Educação aliada à transformação social
Em nome do MST, o coordenador nacional Cedenir de Oliveira, agradeceu à Ufpel por ter aberto as portas da universidade para acolher os acadêmicos e da coragem que tiveram de enfrentar, junto ao Movimento, todos as barreiras que se levantaram contra a realização do curso para acampados e assentados da reforma agrária. Ele também afirmou que, além de marchar e ocupar latifúndios, os Sem Terra têm a condição de entrar na universidade de cabeça erguida. “Essa juventude nos orgulha”, disse.
Para o dirigente do MST, o processo de educação dos filhos de assentados e acampados tem entre seus objetivos principais mudar os paradigmas da agricultura, na qual são jogados em torno de 1 bilhão de litros de veneno por ano, provocando câncer e a morte de mais de 500 mil pessoas.
Segundo Oliveira, para mudar essa realidade se faz necessária a produção de alimentos sadios, uma prática já adotada por milhares de trabalhadores Sem Terra em todo o Brasil, mas que também é fundamental o conhecimento acadêmico e científico para fortalecer esse modelo saudável de agricultura.
 
A 1ª Turma Especial de Veterinária teve como patrono o deputado Adão Pretto 
“Nossa perspectiva é que possamos avançar na produção de alimentos livres de venenos. E, para isso, contamos com o conhecimento empírico dos nossos camponeses, mas também precisamos, sim, do conhecimento científico, que se dá através de cursos como o de Medicina Veterinária, Agronomia e tantos outros que conquistamos, para que de fato possamos enfrentar as grandes contradições, produzir com qualidade e abastecer a sociedade”, argumentou.
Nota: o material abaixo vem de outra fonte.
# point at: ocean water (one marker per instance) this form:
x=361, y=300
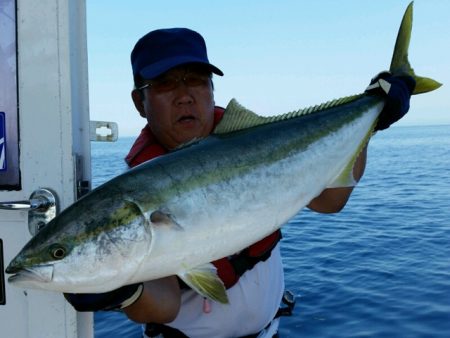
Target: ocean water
x=379, y=268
Cedenir ainda apontou a importância de romper as cercas da educação, para além do latifúndio, “para ter pessoas mais dignas, mais cultas e, consequentemente, mais humanas”. “Não faremos mudanças sociais nesse país apenas distribuindo economia. Nós precisamos elevar o nível de conhecimento e de cultura das massas através da educação dos nossos filhos e das nossas bases. Somente assim transformaremos esse país”, concluiu.
Barreiras
O curso de Medicina Veterinária para assentados da reforma agrária começou a ser pensado ainda em 2005 pelo MST, quando foi encaminhado um projeto para a capacitação de jovens em Medicina Veterinária ao Pronera. No ano de 2007 ocorreu a assinatura do convênio e foi realizado vestibular para o ingresso de 60 acadêmicos.
Porém, o Ministério Público de Pelotas entrou com uma ação civil contra a realização do curso e as aulas iniciaram apenas quatro anos depois, no primeiro semestre de 2011, após longa disputa judicial que terminou com o parecer favorável do Superior Tribunal de Justiça (STJ) ao Incra no final de 2010.
As aulas iniciaram em regime de alternância, ou seja, os estudantes passavam de 80 a 120 dias na universidade e depois mais dois meses nas suas comunidades, realizando trabalhos acadêmicos e de pesquisa prática.